How to run Ubuntu Snappy Core on Raspberry Pi 2

Last updated on Jaunary 14, 2016 by Dan Nanni

The Internet of Things (IoT) is upon us. In a couple of years some of us might ask ourselves how we ever survived without it, just like we question our past without cellphones today. Canonical is a contender in this fast growing, but still wide open market. The company wants to claim their stakes in IoT just as they already did for the cloud. At the end of January, the company launched a small operating system that goes by the name of Ubuntu Snappy Core which is based on Ubuntu Core.

Snappy, the new component in the mix, represents a package format that is derived from DEB, is a frontend to update the system that lends its idea from atomic upgrades used in CoreOS, Red Hat's Atomic and elsewhere. As soon as the Raspberry Pi 2 was marketed, Canonical released Snappy Core for that plattform. The first edition of the Raspberry Pi was not able to run Ubuntu because Ubuntu's ARM images use the ARMv7 architecture, while the first Raspberry Pis were based on ARMv6. That has changed now, and Canonical, by releasing a RPI2-Image of Snappy Core, took the opportunity to make clear that Snappy was meant for the cloud and especially for IoT.

Snappy also runs on other platforms like Amazon EC2, Microsofts Azure, and Google's Compute Engine, and can also be virtualized with KVM, Virtualbox, or Vagrant. Canonical has embraced big players like Microsoft, Google, Docker or OpenStack and, at the same time, also included small projects from the maker scene as partners. Besides startups like Ninja Sphere and Erle Robotics, there are board manufacturers like Odroid, Banana Pro, Udoo, PCDuino and Parallella as well as Allwinner. Snappy Core will also run in routers soon to help with the poor upgrade policy that vendors perform.

In this post, let's see how we can test Ubuntu Snappy Core on Raspberry Pi 2.

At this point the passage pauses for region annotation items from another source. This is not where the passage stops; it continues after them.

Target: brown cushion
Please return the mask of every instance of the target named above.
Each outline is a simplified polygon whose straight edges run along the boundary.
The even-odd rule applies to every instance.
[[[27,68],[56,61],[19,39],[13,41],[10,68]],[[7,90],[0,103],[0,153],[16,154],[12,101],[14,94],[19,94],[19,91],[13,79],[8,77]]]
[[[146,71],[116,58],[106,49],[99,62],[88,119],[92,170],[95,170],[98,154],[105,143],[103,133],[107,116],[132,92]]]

The image for Snappy Core for the RPI2 can be downloaded from the Ubuntu website. Unpacked from the archive, the resulting image should be written to an SD card of at least 8 GB. Even though the OS is small, atomic upgrades and the rollback function eat up quite a bit of space. After booting up your Raspberry Pi 2 with Snappy Core, you can log into the system with the default username and password being ubuntu.

sudo is already configured and ready for use. For security reasons you should change the username with:

$ sudo usermod -l <new name> <old name>

Alternatively, you can add a new user with the command adduser.

Due to the lack of a hardware clock on the RPI, that the Snappy Core image does not take account of, the image has a small bug that will throw a lot of errors when processing commands. It is easy to fix.

To find out if the bug affects you, use the command:

$ date

If the output is "Thu Jan  1 01:56:44 UTC 1970", you can fix it with:

$ sudo date --set="Sun Apr 04 17:43:26 UTC 2015"

adapted to your actual time.

Now you might want to check if there are any updates available. Note that the usual commands:

$ sudo apt-get update && sudo apt-get distupgrade

will not get you very far though, as Snappy uses its own simplified package management system which is based on dpkg. This makes sense, as Snappy will run on a lot of embedded appliances, and you want things to be as simple as possible.

Let's dive into the engine room for a minute to understand how things work with Snappy. The SD card you run Snappy on has three partitions besides the boot partition. Two of those house a duplicated file system. Both of those parallel file systems are permanently mounted as "read only," and only one is active at any given time. The third partition holds a partial writable file system and the users persistent data. With a fresh system, the partition labeled system-a holds one complete file system, called a core, leaving the parallel partition still empty.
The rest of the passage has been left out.